SSH Keys Best Practices Guidance

This is not really a problem requiring a solution, unless you consider ignorance a problem.  I am a newbie in the use of SSH keys. It's easy to find info on a) how to make them, b) how to install. But I'm still a bit in the dark on best practices of how to use them. So this is a "request for mentoring" post.


Linux CentOS 6.2 Web server running  plain vanilla web server with VirtualMin/WebMin wrapper/control panel. Server lives with GoGrid in their data center in San Franscisco, CA
All web site(s) content reside in /home/someuser/public_html (multiple sites)
Admin can log in as root if he need to do anything anywhere outside of /home... which is actually very rare.
More typical daily requirement is done by logging in with SFTP in an FTP client, as a specific user into into one of the "web directories" (/home/ApplesAreFruitDomain/public_html/*)
Goals: 1.) I want to set up ssh keys on the machine here (in hawaii) so that the users on the LAN are not necessarily having to enter a user name and password for every log in.
2. For some users on the LAN, I only want them to be able access 1 or 2 of the web sites in /home... not all of them.
3. Occasionally you have the typical requirement to install the keys of some remote developer "rajan"  who lives in India/Brasil/Toronto etc.. to work on a single web site. then later revoke access.
What I know now: I create some key here on my local machine. copy the public key to the server, cd to a given directory then run the install command and I get an "authorized-keys" folder. mv the public key in there. All that much is info widely available on the net.


If you want an admin to be able to access *all* folders in /home, but nothing up the directory tree (no system file access) where do you put the authorized keys folder?
From the above you can see I assume that keys in a top directory grant access permissions to all keys in subdirectories below that one. Is this assumption correct?
The corollary is, to state the obvious, if we have "/home/BrillianMoon/.ssh/authorized-keys" then users coming in with matching private keys will only have access to the BrilliantMoon directory and sub tree folders/files. Please confirm
To put the question in a more vague open way: where is the best place to install authorized keys?

Please do not feel you need to limit your answers to the above scope. I looking for "best practices" from security veterans who make the use of SSH key a daily part of their working regimen.  I may have to split the points across a lot of answers. If you had 15 minutes to tell someone the best thing to do, what would you tell them?

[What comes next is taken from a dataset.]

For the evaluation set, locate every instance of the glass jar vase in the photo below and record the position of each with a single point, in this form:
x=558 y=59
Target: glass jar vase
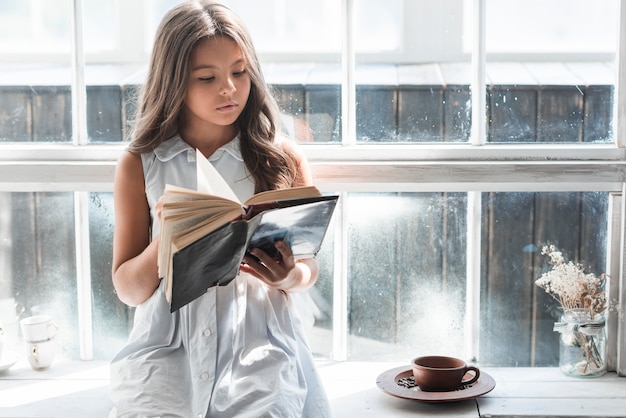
x=582 y=350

Thanks (from someone who learned it all since 1986, "just by doing" but lacks any formal computer science education.)
Who is Participating?
I wear a lot of hats...

"The solutions and answers provided on Experts Exchange have been extremely helpful to me over the last few years. I wear a lot of hats - Developer, Database Administrator, Help Desk, etc., so I know a lot of things but not a lot about one thing. Experts Exchange gives me answers from people who do know a lot about one thing, in a easy to use platform." -Todd S.

The admin (root) has full access to everything in the environment.
What you want is to use extended ACLS, and group memberships in combination with sudo to maintain a more controllable configuration.

For an admin to be limited to /home you would create a group to which this user belongs, the permissions on each directory and subdirectory will have to be 771 or 775 because besides granting the owner read/write/execute rights you need to grant the group the same rights. The last 1 or 5 means everyone has execute or read and execute rights.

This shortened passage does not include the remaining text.